En esta fiesta de la Purísima ¿cómo hablar de María con la suficiente ternura y con la necesaria verdad? ¿Cómo explicar su sencillez sin retóricas y su hondura sin palabrerías? ¿Cómo decirlo todo sin inventar nada cuando sabemos tan poco de ella, pero ese poco que sabemos es tan vertiginoso?
Los Evangelios, y es lo único que realmente conocemos con certeza de ella, no le dedican más allá de doce o catorce líneas. ¡Pero cuántos misterios y cuánto asombro en ella!

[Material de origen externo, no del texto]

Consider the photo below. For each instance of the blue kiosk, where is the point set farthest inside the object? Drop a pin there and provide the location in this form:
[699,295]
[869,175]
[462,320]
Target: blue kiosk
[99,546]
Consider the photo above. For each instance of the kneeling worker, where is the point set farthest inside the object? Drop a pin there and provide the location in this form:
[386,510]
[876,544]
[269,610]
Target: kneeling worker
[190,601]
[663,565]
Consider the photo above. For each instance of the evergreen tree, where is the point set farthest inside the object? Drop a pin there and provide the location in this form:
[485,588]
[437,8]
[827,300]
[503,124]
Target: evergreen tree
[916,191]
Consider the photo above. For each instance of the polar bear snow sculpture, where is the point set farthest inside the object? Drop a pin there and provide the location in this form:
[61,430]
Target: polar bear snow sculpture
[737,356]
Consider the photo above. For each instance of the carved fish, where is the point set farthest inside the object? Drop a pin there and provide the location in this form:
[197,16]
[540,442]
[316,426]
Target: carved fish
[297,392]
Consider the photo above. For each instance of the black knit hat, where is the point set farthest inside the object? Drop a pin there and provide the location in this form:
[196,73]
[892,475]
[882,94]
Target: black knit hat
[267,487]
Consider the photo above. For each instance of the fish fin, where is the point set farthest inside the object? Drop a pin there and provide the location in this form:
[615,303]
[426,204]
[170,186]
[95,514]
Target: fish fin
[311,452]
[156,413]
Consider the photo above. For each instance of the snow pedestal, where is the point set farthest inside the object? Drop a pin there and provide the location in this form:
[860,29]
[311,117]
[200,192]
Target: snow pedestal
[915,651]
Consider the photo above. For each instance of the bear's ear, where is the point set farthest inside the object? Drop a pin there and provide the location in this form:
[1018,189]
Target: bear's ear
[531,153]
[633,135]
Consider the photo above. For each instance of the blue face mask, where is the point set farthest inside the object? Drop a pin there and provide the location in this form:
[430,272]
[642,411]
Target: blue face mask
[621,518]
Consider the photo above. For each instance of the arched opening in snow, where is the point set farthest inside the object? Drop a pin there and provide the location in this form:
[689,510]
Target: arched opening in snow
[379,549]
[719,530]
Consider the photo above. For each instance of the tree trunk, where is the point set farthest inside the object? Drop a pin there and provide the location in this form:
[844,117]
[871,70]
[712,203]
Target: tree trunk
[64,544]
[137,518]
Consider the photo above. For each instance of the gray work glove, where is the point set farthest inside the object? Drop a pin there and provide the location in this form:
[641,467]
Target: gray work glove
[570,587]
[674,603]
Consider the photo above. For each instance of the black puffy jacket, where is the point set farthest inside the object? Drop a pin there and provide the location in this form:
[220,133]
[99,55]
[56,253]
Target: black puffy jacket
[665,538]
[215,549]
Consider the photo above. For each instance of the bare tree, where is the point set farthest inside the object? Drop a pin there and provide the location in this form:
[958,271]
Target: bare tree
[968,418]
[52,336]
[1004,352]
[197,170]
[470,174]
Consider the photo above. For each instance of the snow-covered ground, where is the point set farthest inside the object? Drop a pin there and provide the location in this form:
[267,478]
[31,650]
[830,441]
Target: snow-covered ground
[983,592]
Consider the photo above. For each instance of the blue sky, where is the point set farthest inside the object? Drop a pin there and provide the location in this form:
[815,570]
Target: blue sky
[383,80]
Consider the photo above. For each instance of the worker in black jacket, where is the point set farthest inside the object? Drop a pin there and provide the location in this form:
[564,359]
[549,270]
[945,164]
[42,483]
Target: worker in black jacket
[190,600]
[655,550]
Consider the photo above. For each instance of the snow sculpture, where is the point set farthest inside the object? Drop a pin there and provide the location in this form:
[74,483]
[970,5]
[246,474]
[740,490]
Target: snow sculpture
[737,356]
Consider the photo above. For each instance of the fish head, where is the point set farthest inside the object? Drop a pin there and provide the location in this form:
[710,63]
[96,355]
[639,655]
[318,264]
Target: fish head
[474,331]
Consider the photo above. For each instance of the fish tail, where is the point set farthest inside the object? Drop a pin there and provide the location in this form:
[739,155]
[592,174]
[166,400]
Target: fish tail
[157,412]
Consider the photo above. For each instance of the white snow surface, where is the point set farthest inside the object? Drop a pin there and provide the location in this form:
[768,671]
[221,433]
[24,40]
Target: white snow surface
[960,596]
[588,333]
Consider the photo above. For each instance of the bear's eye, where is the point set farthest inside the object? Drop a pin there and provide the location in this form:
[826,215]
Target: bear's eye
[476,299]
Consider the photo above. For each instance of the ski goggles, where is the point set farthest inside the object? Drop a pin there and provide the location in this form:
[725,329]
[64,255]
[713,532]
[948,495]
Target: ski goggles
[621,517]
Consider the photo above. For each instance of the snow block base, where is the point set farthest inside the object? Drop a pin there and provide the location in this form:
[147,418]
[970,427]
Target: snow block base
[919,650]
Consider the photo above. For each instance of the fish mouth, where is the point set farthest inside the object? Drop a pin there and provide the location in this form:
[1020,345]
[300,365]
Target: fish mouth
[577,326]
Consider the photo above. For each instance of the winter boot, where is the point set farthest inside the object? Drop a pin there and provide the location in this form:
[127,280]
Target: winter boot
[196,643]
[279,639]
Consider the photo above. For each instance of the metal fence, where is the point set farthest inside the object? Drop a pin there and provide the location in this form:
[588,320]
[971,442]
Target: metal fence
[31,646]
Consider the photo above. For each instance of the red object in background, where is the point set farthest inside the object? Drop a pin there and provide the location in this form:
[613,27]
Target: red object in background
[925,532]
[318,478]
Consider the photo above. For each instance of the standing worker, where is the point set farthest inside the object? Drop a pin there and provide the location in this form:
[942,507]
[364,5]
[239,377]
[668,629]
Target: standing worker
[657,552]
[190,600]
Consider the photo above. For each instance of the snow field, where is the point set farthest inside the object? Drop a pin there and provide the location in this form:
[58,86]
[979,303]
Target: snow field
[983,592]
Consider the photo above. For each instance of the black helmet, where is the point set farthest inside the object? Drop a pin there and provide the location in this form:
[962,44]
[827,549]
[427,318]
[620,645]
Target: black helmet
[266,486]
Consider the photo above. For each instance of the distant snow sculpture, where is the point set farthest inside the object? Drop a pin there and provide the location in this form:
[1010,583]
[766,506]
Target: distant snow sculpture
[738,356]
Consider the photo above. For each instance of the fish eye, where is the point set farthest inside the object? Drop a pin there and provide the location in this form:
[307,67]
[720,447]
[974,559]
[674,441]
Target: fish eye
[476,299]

Ya el ángel Gabriel, al ver a María, la saludó diciendo de ella que era la “llena de gracia, que Dios estaba de su parte” (Lc. 1,28). José, por encima de sus dudas al ver a María embarazada, como conocía, sin duda alguna, qué clase de mujer era la que iba a ser su esposa, dice el evangelio de San Mateo: “La tomó consigo” (Mt. 1,24).
Su prima Isabel, cuando ve que María se ha acercado a su casa para visitarle, solo tiene alabanzas para ella: “Bendita tú entre las mujeres y bendito el fruto de tu seno; ¿de donde a mí que venga a verme la madre de mi Señor?… ¡Feliz tú porque has creído! (Lc. 1,42.43.45)”. Y una mujer del pueblo, al oír a Jesús, no tiene más remedio que gritar ante la gente: “Dichoso el seno que te llevó y los pechos que te criaron” (Lc. 11,27).
Los cristianos, cuando miramos el rostro de María, la madre de Jesús —que Él nos la dio como madre nuestra—, nos quedamos admirados no solo por la belleza con que la pintan los artistas sino, sobre todo, al contemplar la riqueza de sus envidiables valores humanos y ejemplar fe.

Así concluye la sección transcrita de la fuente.